Tüm Alevi toplumunu birleştirebilecek zekâya, bilgiye, birikime sahipken bunu kendi elleriyle, kendi yanlış kararlarıyla, söylemleriyle yok eden, birliği parçalayan İzzettin Doğan’ın en büyük hatası onca bol lafına rağmen Cem Vakfı’nda ve Alevi yapısında insan yetiştirmemesi, birikimli, iş yapacak, karar alma merciinde olacak insanları Cem Vakfı’nda bulundurmamasıdır. İzzetin Doğan bir Alevi Araştırma Merkezi kurabilecekken bunu kurmadı.
İzzetin Doğan hoca bu hatalarının bedelini hem kendisi ödedi, hem de Cem Vakfı’na ödettirdi.

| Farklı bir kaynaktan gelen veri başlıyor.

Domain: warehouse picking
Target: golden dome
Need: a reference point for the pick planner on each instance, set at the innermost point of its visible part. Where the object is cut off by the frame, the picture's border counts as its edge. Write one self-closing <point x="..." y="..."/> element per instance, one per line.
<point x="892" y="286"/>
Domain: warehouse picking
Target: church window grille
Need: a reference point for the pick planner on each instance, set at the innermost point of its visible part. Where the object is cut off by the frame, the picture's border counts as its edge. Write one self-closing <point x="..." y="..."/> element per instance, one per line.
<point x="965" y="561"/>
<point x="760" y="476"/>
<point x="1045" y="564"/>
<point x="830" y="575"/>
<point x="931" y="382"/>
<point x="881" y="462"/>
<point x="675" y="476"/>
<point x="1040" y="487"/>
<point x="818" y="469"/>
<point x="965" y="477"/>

Cem Vakfı bir sevdadır, Cem Vakfı’nın tabanı bir yanılgının ötesinde; sosyal demokrat, halkçı, özgürlükçü insanlardan oluşur.

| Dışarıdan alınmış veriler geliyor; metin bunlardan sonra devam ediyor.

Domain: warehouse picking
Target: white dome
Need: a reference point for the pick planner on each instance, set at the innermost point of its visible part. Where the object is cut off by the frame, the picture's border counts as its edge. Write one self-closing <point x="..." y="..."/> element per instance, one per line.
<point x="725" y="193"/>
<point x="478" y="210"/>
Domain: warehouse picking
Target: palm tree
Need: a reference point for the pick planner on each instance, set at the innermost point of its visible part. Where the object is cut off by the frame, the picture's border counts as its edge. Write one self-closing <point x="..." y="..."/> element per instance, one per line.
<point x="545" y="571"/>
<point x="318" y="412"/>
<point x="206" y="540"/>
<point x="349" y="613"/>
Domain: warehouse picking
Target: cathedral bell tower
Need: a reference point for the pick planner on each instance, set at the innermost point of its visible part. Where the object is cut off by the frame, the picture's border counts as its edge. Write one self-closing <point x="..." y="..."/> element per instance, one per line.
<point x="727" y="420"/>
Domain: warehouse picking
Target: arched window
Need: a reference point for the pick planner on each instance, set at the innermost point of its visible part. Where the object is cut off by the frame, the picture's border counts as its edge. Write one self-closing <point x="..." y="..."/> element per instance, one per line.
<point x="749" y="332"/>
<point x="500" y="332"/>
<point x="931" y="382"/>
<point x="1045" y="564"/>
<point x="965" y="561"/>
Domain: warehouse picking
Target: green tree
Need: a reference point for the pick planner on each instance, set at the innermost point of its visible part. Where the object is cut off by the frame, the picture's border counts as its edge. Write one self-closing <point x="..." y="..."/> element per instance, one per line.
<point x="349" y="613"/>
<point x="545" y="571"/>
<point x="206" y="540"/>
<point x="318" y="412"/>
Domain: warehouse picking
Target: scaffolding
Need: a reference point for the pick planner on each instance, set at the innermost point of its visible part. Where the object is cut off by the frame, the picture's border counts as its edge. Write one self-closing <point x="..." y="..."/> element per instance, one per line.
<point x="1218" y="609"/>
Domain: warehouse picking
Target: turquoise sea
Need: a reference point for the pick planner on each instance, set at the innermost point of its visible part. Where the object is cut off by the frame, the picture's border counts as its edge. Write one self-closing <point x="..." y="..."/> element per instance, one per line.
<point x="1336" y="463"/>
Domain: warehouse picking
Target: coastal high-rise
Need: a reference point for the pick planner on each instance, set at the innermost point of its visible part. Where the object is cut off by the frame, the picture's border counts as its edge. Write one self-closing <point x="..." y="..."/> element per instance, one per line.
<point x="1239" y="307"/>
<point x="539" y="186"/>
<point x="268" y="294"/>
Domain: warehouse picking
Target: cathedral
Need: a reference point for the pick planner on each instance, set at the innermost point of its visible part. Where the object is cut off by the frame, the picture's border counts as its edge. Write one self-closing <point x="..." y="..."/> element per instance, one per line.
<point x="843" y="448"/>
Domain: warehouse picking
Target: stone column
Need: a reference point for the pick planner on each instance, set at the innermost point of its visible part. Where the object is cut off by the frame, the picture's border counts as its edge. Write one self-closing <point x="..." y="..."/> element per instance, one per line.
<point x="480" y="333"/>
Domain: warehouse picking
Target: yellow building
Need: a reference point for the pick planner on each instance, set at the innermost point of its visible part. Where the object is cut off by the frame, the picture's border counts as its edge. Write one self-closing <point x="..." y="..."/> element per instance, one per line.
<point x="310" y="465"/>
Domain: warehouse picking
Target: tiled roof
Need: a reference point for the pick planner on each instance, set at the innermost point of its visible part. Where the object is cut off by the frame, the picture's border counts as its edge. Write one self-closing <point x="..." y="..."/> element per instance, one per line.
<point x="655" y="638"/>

Cem Vakfı Rumeli’de, farklı coğrafyalarda bir umut olmuştur. Ama “ne gereği var, zaten televizyon yayınlanacak” diyerek 2003 yılında Cem Dergisi’ni kapatan bir zihniyetin yanlışları sonucunda Cem Radyo’nun, Cem Tv.’nin de şuursuzların elinde kapatılması da zaten kaçınılmazdı.
Elbette Dünya da değişiyor, Türkiye’de değişiyor… Aleviler de değişiyor…
Cem Vakfı da değişiyor ve değişecek…
Büyük zorlukları yenerek, üç kez gidip – geldiğim, fiili olarak 16 yıl asgari ücretle Cem Vakfı’nda çalıştım. Cem Vakfı’nda bir sevdayla ve gelecek güzel günlerin özlemiyle candan sevdiğim insanlarla gece gündüz mesai gözetmeden yol aldık. Dedeler toplantısında bir hafta koltukta yattım. Harcırah almadan binlerce km. yol kat ettim. Yayınlanan 16 kitabın yayın editörlüğün yaptım. Cem Radyo ve Cem Tv.’de 600 programı gönüllü olarak yaptım. Halkın sesi olmaya çalıştım. Tek beklentimiz bir Basın Yayınlı olarak kendimizi orada geliştirmek, akademik yönden bir şeyler öğrenmek, siyasete girişmeden karnımızı doyuracak bir nafakayla sadece ve sadece toplumumuza ve kuruma hizmet etmekti. Ama oralarda yönetici olan çıkarcı adamların engellemeleriyle tüm işlerimize baltalar vuruldu.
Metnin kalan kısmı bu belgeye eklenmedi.